Wut empfinden ist das eine, sie auch glaubhaft rüberbringen das andere. Sharptooth knallen dem verhassten Patriarchat mit Album Nummer zwei ein so dermaßen wütendes Brett vor den Latz, dass im Vergleich dazu mal eben locker 90 Prozent der handelsüblichen Genrevertreter einpacken können. Dabei bietet "Transitional forms", obwohl insgesamt deutlich düsterer und brachialer geraten als der Vorgänger, auf den ersten Blick wenig Ungewöhnliches oder gar Neues. Sharptooth warten mit für den Metalcore typischen Breakdowns und Moshparts auf, bauen aber hin und wieder auch komplexere Rhythmen ein und erlauben sich muntere Ausreißer wie das punklastige "153" oder "Nevertheless (she persisted)" mit Anleihen an den Post-Hardcore von Bands wie Touché Amoré. Die Produktion gestaltet sich passend dazu angenehm rau und dynamisch, wodurch Sound und Songwriting das ideale Fundament für Kashans kraftvolle Stimme legen. Die ist nämlich das eigentliche Highlight auf dieser Platte und deckt von klaren Gesangparts über atemlose Screamings und markerschütternde Growls eine unfassbare Palette ab.
Aber Wut benötigt nicht nur einen Ausdruck, sondern auch einen Anlass. Für Kashan liegt der nicht zuletzt aufgrund persönlicher Erfahrungen und Erlebnisse auf der Hand: Sexismus und sexuelle Gewalt, dazu Homophobie und Transfeindlichkeit – die ganze alte Kackscheiße also, die weder im Hardcore noch sonstwo wirklich überwunden ist.

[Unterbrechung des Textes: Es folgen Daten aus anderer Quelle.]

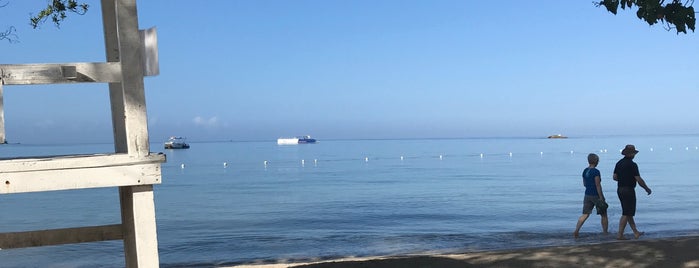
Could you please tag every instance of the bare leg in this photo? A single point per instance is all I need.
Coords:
(605, 223)
(632, 224)
(581, 220)
(622, 226)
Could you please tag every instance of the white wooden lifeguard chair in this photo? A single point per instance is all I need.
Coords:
(131, 55)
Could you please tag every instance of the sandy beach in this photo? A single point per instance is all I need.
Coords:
(666, 252)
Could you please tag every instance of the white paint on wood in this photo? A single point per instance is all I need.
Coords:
(138, 219)
(149, 51)
(58, 73)
(2, 114)
(61, 236)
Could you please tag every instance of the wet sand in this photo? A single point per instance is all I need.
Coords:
(666, 252)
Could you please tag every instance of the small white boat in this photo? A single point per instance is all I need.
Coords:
(296, 140)
(176, 143)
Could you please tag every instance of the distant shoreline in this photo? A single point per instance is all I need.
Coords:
(662, 252)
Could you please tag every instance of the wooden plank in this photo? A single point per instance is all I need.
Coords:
(138, 219)
(116, 91)
(84, 178)
(61, 236)
(28, 164)
(136, 121)
(2, 115)
(58, 73)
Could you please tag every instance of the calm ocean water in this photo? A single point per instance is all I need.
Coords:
(342, 198)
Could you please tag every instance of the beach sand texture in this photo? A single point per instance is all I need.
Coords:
(667, 252)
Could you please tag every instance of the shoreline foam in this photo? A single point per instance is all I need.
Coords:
(662, 252)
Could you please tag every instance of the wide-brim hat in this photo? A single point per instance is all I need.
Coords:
(629, 149)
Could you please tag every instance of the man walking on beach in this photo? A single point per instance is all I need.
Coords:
(594, 197)
(627, 176)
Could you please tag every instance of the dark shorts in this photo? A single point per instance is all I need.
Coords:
(627, 197)
(591, 201)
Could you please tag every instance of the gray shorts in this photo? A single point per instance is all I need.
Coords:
(592, 201)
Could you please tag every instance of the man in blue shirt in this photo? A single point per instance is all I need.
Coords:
(627, 176)
(593, 195)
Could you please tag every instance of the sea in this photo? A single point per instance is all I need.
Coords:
(229, 203)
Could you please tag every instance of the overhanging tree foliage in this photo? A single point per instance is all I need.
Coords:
(675, 14)
(56, 10)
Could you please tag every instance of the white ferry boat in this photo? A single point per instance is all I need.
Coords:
(296, 140)
(176, 143)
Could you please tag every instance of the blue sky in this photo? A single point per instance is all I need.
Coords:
(258, 70)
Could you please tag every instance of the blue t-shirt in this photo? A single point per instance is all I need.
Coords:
(589, 175)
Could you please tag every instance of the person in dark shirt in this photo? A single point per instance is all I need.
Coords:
(627, 176)
(594, 197)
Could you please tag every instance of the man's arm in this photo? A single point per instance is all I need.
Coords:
(598, 182)
(642, 183)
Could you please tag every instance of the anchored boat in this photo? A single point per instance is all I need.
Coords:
(176, 143)
(296, 140)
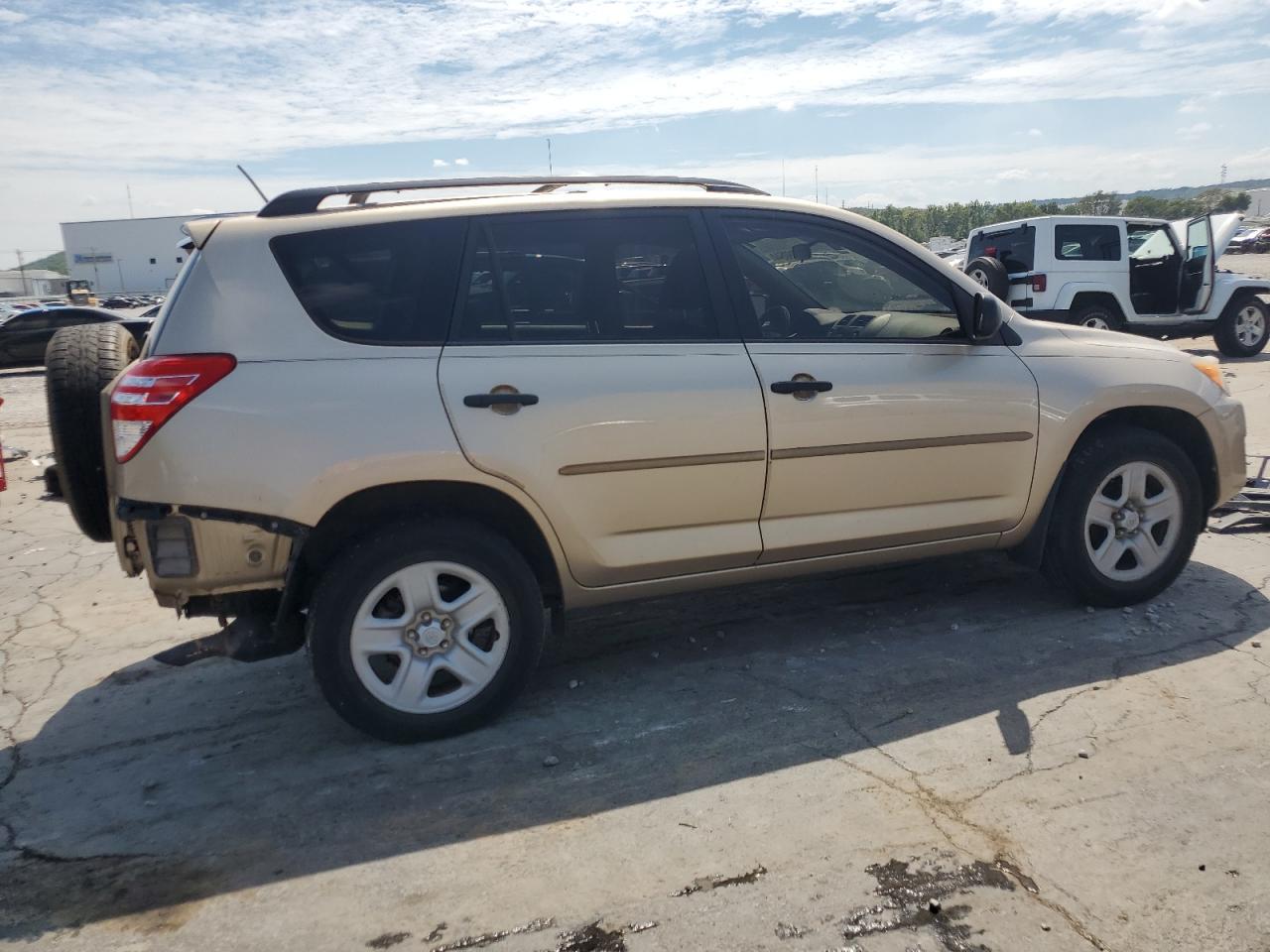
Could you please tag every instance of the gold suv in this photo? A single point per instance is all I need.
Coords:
(402, 430)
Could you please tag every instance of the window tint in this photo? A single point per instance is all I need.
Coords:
(808, 281)
(1087, 243)
(1150, 241)
(584, 278)
(1014, 248)
(390, 284)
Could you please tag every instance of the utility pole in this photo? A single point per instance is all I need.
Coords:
(22, 271)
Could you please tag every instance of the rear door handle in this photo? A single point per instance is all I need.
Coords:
(486, 400)
(802, 386)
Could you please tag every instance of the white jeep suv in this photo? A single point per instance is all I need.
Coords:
(404, 431)
(1146, 276)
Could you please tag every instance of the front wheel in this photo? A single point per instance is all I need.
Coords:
(1127, 517)
(426, 630)
(1243, 329)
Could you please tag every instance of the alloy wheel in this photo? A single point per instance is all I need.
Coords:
(1133, 522)
(430, 638)
(1250, 325)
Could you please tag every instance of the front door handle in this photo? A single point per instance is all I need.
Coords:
(802, 385)
(499, 399)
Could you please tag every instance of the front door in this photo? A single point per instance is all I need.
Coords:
(887, 425)
(1198, 267)
(593, 365)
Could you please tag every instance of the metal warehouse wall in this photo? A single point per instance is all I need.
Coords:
(139, 255)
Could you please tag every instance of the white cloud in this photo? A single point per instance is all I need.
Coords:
(1196, 130)
(157, 84)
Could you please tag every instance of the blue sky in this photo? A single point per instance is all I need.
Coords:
(883, 100)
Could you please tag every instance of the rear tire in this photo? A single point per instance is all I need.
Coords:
(1125, 520)
(1243, 327)
(992, 275)
(1098, 316)
(80, 362)
(426, 630)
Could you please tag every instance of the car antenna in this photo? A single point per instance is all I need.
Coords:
(253, 184)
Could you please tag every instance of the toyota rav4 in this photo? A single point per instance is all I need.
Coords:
(409, 431)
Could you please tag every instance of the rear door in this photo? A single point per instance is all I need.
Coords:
(1199, 264)
(594, 363)
(888, 426)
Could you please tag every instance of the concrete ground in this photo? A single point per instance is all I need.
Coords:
(803, 766)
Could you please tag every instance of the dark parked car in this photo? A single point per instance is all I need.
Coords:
(24, 336)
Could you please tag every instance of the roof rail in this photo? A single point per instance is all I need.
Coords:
(307, 199)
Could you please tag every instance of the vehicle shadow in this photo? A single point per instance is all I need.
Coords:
(163, 785)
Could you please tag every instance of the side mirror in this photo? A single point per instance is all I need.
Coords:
(987, 317)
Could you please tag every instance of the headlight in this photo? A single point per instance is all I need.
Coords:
(1211, 368)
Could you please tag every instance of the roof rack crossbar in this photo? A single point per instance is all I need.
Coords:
(308, 199)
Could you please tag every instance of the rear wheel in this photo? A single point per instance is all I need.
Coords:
(80, 362)
(1243, 327)
(1125, 520)
(991, 275)
(1098, 316)
(426, 630)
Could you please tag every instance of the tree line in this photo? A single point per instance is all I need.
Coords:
(957, 218)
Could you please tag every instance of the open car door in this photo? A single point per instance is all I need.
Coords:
(1199, 264)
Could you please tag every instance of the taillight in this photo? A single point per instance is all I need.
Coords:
(154, 390)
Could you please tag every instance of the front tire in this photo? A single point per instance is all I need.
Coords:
(1243, 329)
(426, 630)
(1127, 517)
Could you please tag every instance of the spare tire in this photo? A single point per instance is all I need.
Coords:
(992, 275)
(80, 362)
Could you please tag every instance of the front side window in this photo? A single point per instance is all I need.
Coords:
(807, 281)
(1087, 243)
(1150, 243)
(389, 284)
(584, 280)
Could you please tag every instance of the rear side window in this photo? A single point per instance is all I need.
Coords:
(1014, 248)
(390, 284)
(585, 278)
(1087, 243)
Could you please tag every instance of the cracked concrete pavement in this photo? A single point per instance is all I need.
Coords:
(1043, 775)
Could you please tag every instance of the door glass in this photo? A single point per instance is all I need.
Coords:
(808, 281)
(583, 280)
(1087, 243)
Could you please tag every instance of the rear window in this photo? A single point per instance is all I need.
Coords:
(585, 278)
(1015, 248)
(390, 284)
(1087, 243)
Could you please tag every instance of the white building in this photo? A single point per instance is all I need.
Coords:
(126, 255)
(32, 282)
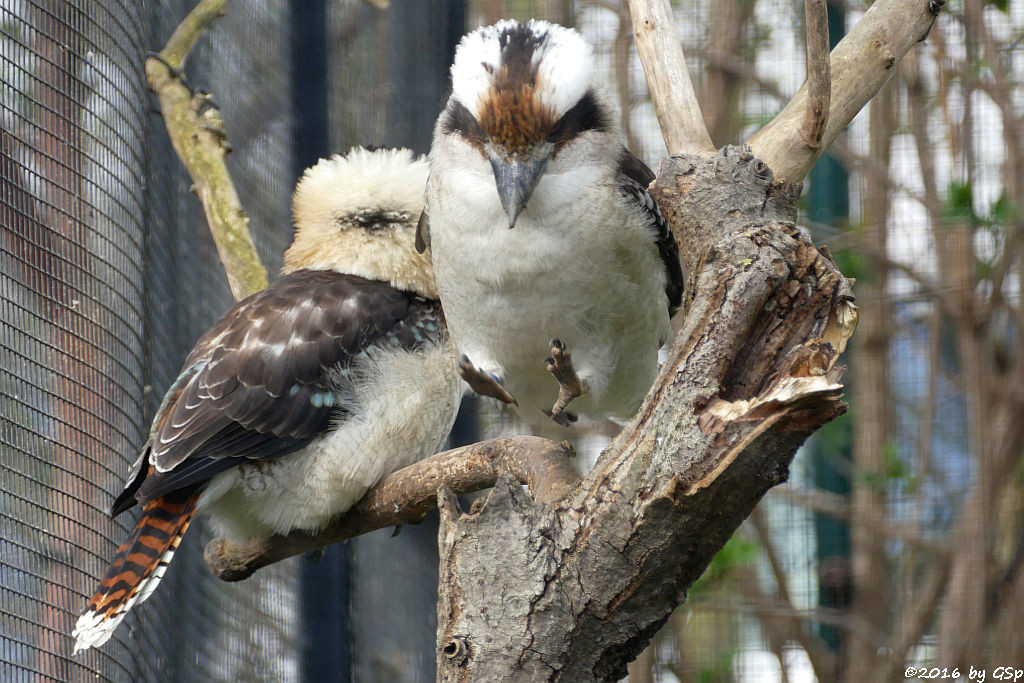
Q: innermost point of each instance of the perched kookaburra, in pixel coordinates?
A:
(544, 238)
(302, 395)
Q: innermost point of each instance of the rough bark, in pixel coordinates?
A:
(574, 590)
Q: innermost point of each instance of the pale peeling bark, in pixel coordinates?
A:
(573, 590)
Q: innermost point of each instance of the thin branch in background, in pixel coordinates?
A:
(197, 133)
(622, 49)
(668, 79)
(860, 65)
(821, 660)
(818, 73)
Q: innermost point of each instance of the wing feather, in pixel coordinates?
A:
(635, 177)
(270, 375)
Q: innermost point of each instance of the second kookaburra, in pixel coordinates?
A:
(545, 240)
(303, 395)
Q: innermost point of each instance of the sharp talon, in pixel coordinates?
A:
(482, 383)
(565, 418)
(559, 364)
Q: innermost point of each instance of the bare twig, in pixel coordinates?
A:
(819, 656)
(406, 496)
(860, 65)
(198, 135)
(668, 79)
(818, 73)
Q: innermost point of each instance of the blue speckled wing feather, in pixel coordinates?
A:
(270, 375)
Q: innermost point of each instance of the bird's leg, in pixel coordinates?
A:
(559, 364)
(481, 383)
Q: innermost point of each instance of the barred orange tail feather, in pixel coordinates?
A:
(137, 567)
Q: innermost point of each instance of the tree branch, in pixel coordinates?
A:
(197, 133)
(406, 496)
(860, 65)
(668, 79)
(818, 73)
(752, 373)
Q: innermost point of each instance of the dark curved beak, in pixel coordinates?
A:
(516, 177)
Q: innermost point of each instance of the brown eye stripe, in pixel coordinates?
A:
(515, 119)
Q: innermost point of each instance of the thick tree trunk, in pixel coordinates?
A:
(574, 589)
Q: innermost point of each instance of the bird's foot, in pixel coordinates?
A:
(482, 383)
(559, 364)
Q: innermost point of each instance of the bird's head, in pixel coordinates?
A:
(356, 214)
(520, 92)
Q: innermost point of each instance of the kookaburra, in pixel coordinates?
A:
(303, 395)
(544, 238)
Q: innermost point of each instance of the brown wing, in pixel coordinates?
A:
(635, 178)
(271, 375)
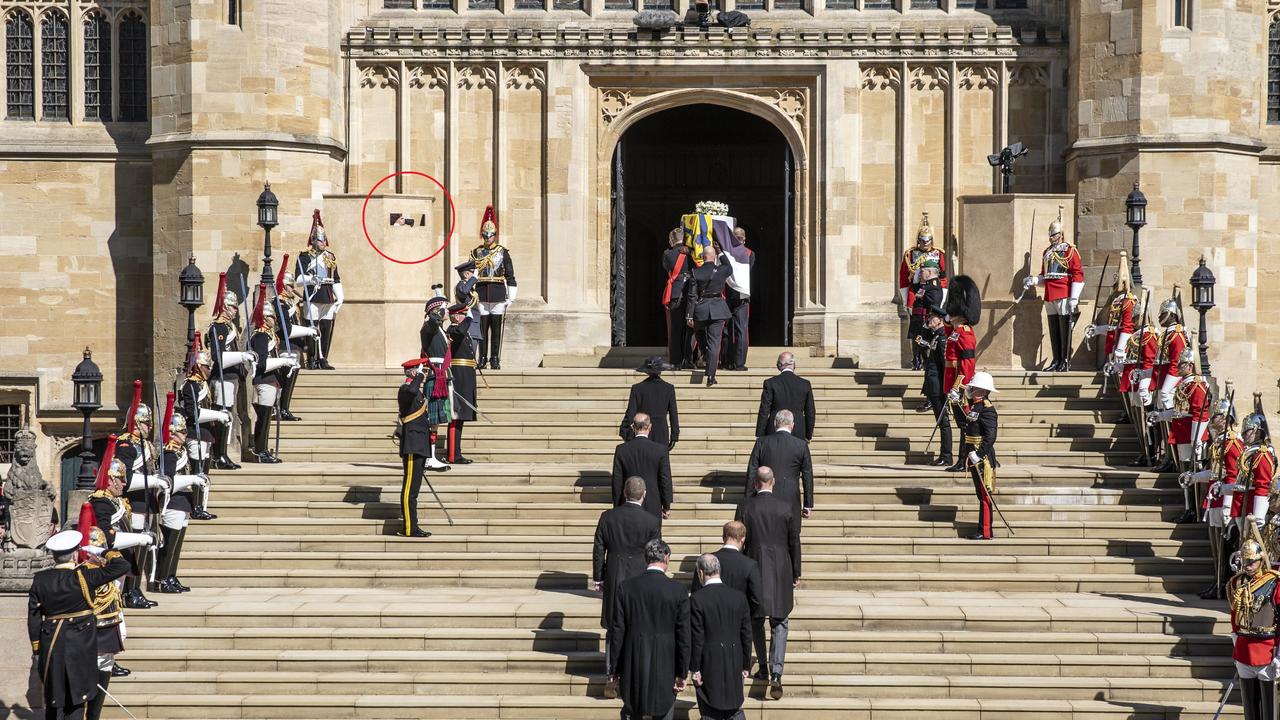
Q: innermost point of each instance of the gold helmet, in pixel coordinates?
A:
(924, 236)
(1055, 228)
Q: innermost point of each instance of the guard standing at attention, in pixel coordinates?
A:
(1063, 277)
(496, 285)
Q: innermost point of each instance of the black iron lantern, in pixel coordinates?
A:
(87, 381)
(1202, 300)
(1136, 217)
(266, 208)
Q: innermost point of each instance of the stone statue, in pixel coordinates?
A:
(28, 496)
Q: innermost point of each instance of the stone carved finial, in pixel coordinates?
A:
(28, 497)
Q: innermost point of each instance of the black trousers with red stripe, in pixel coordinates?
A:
(983, 501)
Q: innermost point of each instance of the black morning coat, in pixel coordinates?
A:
(69, 662)
(649, 460)
(618, 551)
(704, 292)
(649, 642)
(740, 573)
(786, 391)
(415, 432)
(720, 638)
(657, 399)
(773, 541)
(791, 463)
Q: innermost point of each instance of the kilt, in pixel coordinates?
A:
(438, 411)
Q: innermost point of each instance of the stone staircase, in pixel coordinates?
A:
(306, 605)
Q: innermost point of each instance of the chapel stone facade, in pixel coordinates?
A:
(885, 110)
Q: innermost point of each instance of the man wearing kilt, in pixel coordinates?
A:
(462, 368)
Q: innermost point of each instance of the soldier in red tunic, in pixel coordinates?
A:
(1252, 595)
(1063, 277)
(963, 309)
(910, 277)
(1188, 422)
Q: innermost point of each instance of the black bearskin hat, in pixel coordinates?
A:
(963, 299)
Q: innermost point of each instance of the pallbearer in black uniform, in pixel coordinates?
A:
(740, 314)
(321, 294)
(465, 294)
(289, 327)
(705, 309)
(62, 625)
(496, 285)
(978, 449)
(657, 399)
(676, 264)
(415, 442)
(720, 632)
(232, 367)
(462, 369)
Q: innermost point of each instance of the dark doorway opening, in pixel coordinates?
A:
(668, 162)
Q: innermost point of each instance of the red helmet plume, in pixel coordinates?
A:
(168, 418)
(106, 464)
(279, 277)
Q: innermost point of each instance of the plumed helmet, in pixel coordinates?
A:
(489, 224)
(1055, 228)
(1171, 309)
(1124, 281)
(316, 228)
(1257, 420)
(924, 236)
(963, 299)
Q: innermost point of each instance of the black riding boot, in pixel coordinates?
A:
(1065, 324)
(1055, 340)
(496, 343)
(485, 324)
(261, 427)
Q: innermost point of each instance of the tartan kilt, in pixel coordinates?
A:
(438, 411)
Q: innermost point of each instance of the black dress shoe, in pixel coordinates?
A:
(168, 586)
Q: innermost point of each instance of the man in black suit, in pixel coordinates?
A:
(773, 541)
(62, 625)
(643, 458)
(737, 570)
(656, 397)
(790, 460)
(705, 309)
(649, 639)
(618, 555)
(677, 265)
(720, 632)
(786, 391)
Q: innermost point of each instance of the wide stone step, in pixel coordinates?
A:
(553, 707)
(818, 525)
(1184, 689)
(901, 574)
(208, 538)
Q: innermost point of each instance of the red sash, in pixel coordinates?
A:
(671, 278)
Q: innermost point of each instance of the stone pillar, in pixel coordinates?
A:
(1001, 241)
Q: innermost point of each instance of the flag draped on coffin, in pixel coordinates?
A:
(699, 231)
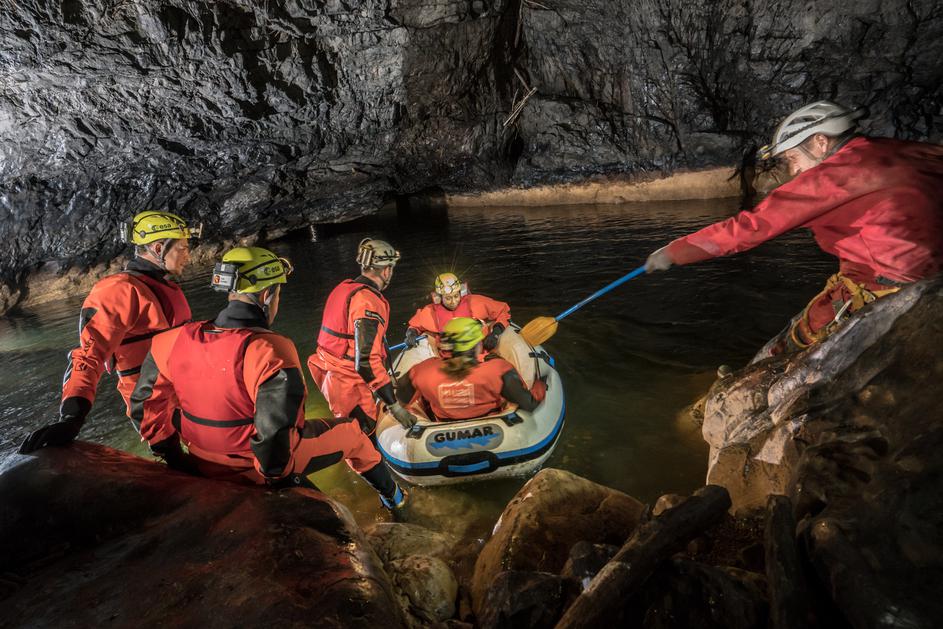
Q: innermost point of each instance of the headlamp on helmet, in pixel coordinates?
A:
(447, 284)
(249, 270)
(373, 253)
(151, 226)
(823, 117)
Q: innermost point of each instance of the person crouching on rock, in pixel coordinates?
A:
(450, 299)
(349, 364)
(459, 385)
(874, 203)
(239, 392)
(120, 316)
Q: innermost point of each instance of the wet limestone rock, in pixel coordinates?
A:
(397, 540)
(586, 560)
(428, 585)
(552, 512)
(852, 431)
(526, 600)
(414, 559)
(95, 537)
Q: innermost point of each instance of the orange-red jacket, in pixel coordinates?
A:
(118, 320)
(479, 393)
(876, 204)
(206, 366)
(227, 386)
(352, 335)
(431, 319)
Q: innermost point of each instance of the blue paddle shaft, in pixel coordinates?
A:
(602, 291)
(400, 346)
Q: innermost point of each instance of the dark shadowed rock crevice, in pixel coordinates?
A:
(851, 430)
(253, 116)
(91, 536)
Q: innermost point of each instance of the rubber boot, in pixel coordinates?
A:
(391, 495)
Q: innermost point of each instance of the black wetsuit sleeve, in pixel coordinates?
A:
(405, 389)
(513, 390)
(365, 333)
(142, 391)
(277, 405)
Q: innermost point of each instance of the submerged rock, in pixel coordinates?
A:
(397, 540)
(414, 559)
(852, 430)
(428, 585)
(526, 600)
(551, 513)
(96, 537)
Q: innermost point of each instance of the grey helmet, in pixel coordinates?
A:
(822, 116)
(373, 253)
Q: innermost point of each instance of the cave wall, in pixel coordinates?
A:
(274, 114)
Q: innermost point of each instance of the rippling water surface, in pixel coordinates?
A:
(630, 362)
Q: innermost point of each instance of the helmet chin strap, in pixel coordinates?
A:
(264, 305)
(161, 257)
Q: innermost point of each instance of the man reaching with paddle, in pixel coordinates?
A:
(874, 203)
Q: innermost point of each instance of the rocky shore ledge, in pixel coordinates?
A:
(823, 509)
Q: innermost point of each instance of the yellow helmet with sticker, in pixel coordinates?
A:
(374, 253)
(250, 270)
(151, 226)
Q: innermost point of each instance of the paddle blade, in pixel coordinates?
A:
(539, 330)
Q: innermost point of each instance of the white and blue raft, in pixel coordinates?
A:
(508, 443)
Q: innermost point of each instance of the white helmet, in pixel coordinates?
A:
(376, 253)
(823, 117)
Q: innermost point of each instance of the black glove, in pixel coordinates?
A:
(72, 415)
(406, 419)
(170, 451)
(491, 341)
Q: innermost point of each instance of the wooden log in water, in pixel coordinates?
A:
(789, 603)
(651, 543)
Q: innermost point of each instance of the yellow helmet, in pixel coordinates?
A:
(376, 253)
(462, 334)
(250, 270)
(448, 283)
(150, 226)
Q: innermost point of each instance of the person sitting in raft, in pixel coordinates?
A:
(459, 385)
(874, 203)
(120, 316)
(450, 299)
(238, 393)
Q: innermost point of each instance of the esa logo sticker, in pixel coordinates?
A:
(464, 440)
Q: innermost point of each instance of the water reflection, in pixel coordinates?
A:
(630, 361)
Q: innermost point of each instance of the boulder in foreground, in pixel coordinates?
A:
(95, 537)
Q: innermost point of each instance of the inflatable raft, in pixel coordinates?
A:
(508, 443)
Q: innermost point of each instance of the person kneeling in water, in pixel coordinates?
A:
(459, 385)
(237, 393)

Sharptooth haben eine Message, und wenn die nicht alle gerne hören, ist das noch lange kein Grund, still zu sein. "It doesn't even matter what I'm saying here anyway / Can you even understand a fucking word I say?", heißt es im Opener "Say nothing (in the absence of content)", während die Crowd nur auf den nächsten "generic mosh call" wartet. Und diejenigen Herren der Schöpfung, die es zwar vielleicht gut meinen, aber ansonsten untätig bleiben, bekommen in "Hirudinea" einen dezenten Tritt in den Allerwertesten verpasst: "You're not a feminist / Just because you've fucked one." Das sitzt. Wobei "Transitional forms" nicht nur entschlossen zur Attacke bläst, sondern auch den eigenen Schmerzen, der Unsicherheit und dem Zweifel einen Platz einräumt. "I cannot give you the answers / The only thing certain is change." Weil Veränderung aber nicht vom Himmel fällt, sondern erkämpft werden muss, braucht es (auch) Musik wie diese.
Highlights
- Say nothing (in the absence of content)
- Hirudinea
- Nevertheless (she persisted)
Tracklist
- Say nothing (in the absence of content)
- Mean brain
- Life on the razor’s edge
- Hirudinea
- The gray
- Evolution
- 153
- The southern strategy
- M.P.D.B (Manic pixie dream bitch)
- Nevertheless (she persisted)
Gesamtspielzeit: 29:51 min.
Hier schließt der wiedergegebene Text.